Why doesn't the atom absorb heat energy when it is low?

[sophiecentaur]

I don't think quantum theory allows for a 'band' of energies for electron states. What is the range of this 'band'?

I am aware that the energy bands can change depending on electromagnetic effects (Zeeman/Stark), is that what you mean?

We all learn about 'The Hydrogen atom' and how the photon interaction only occurs for Exactly one frequency. However . . .
All the atoms in a region of gas have slightly different Energy levels due to the Pauli Exclusion Principle. They all have a slight effect on each others' fields. If the atoms are in motion then they will absorb photons with different frequencies in the same way that the emitted photons are affected. Line broadening is greater in high pressure gas because the 'bandwidth' is greater.
Edit: Plus what @Dale said.

 

[Dale]

Line broadening is greater in high pressure gas because the 'bandwidth' is greater.

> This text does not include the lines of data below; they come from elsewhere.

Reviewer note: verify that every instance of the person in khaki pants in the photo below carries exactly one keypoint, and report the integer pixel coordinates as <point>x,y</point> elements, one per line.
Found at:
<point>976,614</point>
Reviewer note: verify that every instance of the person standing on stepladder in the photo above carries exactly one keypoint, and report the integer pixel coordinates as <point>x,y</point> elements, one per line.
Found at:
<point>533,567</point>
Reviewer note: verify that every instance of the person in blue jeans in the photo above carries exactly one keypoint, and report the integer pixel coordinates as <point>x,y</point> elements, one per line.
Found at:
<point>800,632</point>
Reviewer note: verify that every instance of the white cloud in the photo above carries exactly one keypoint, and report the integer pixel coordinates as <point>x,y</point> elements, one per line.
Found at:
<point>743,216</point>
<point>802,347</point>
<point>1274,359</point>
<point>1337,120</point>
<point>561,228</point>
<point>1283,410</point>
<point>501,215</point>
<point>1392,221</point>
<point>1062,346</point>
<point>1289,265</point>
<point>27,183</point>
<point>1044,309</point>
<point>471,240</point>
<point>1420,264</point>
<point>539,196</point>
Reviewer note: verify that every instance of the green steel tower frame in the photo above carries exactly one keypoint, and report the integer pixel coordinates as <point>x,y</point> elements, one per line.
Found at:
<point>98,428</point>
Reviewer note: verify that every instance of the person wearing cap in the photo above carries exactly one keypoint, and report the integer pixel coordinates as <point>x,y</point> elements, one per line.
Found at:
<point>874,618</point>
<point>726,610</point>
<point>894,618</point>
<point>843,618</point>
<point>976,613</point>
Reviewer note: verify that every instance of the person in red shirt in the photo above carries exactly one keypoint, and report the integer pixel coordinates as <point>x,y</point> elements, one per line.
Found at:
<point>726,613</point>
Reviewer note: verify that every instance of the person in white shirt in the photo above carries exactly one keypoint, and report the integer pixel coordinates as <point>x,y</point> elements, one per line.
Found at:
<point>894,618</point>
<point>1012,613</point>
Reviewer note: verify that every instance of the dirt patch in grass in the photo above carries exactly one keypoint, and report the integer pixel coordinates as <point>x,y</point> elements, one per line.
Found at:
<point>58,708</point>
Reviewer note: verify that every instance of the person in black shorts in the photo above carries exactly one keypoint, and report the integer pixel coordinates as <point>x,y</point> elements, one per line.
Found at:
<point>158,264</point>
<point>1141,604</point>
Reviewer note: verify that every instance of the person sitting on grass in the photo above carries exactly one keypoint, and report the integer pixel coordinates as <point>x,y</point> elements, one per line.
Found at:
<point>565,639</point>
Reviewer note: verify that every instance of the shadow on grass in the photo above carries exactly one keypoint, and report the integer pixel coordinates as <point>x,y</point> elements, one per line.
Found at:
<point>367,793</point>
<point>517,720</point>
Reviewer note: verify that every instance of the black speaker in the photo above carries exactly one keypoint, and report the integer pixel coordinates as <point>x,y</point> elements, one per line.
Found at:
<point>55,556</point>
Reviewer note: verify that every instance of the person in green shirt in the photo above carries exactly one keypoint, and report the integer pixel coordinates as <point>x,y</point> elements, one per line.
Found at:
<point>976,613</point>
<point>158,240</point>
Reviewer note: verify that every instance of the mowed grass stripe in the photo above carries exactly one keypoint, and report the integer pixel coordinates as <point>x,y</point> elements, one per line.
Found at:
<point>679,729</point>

Oh, yeah, I completely forgot about Doppler broadening too.

 

[sophiecentaur]

Oh, yeah, I completely forgot about Doppler broadening too.

There are so many additions to the elementary hydrogen atom model yet that is the model that nearly 'everyone' quotes when linking for explanations. The introductions to QM at school should really contain caveats very early on.

 

[cmb]

But distribution of atoms with different energies still doesn't affect this outcome, I think this is a 'red herring'. 'A' photon interacts with 'an' atom. 'That' atom has energy levels. How broad are those?

A photon may well have the right energy to interact with an atom in the middle of a volume of stuff, but the question is; will it?

What we started with in this thread was that if a photon wasn't the right amount of energy then it wouldn't interact with the atom. My query is that an 'analogue' level, say photon energy from BB, will never be exactly the level in 'an atom'. If there were a million atoms it'd simply mean it was different to a million of them. Either the statements earlier in the thread are wrong and BB radiation can interact with atoms, or the statements earlier were right and they can't. It can't be both.

If the excitation state for hydrogen is, let's say, exactly 2eV for the sake of the point, then will a photon of 2.1eV interact with it? If not, then 2.01eV. If not then 2.001eV. If not then ... stop me when it will interact ...

 

[Dale]

'A' photon interacts with 'an' atom. 'That' atom has energy levels. How broad are those?

That is what my response in post 72 talked about. In a solid, however, it is not usually true that a photon interacts with an individual atom. It interacts with the whole lattice.

If the excitation state for hydrogen is, let's say, exactly 2eV for the sake of the point, then will a photon of 2.1eV interact with it? If not, then 2.01eV. If not then 2.001eV. If not then ... stop me when it will interact ...

See here for details:
https://quantummechanics.ucsd.edu/ph130a/130_notes/node428.html
For the hydrogen 2p to 1s transition the linewidth is about 0.4 E-6 eV.

say photon energy from BB, will never be exactly the level in 'an atom'. ... Either the statements earlier in the thread are wrong and BB radiation can interact with atoms, or the statements earlier were right and they can't. It can't be both.

There is a third option, which is that your claim that BB radiation will never be the right level to be absorbed is wrong. Thus the statements are right and yet BB radiation can interact with atoms.

If I understand your reasoning it is simply that in a continuous distribution the probability of any single real number is 0. But the natural or intrinsic linewidth is finite, so this argument simply doesn’t apply.

 

[cmb]

There is a third option, which is that your claim that BB radiation will never be the right level to be absorbed is wrong. Thus the statements are right and yet BB radiation can interact with atoms.

If I understand your reasoning it is simply that in a continuous distribution the probability of any single real number is 0. But the natural or intrinsic linewidth is finite, so this argument simply doesn’t apply.

Thanks for the response and the additional information, which is good.

Yes, of course, if there were a 3rd option with a margin of uncertainty then that resolves the thing, but the statements above didn't say that. It's like I put But you've resolved that now, thanks.

I am still curious as to what happens to the 'excess/lacking' energy after an interaction? What I mean is that if you have a load of photons all bombarding a substance with a 'real' energy level right at the bottom of that margin and no photons above the median excitation level, where does the system get the extra energy from? Like a quantum version of Maxwell's demon?

 

[Dale]

Any extra energy can either go back into the EM field (inelastic scattering) or it can go into KE.

Edit: oops, on rereading I see you were actually asking about missing energy. There isn’t any missing energy either. Energy is uncertain. There is no “real” energy level until it is measured.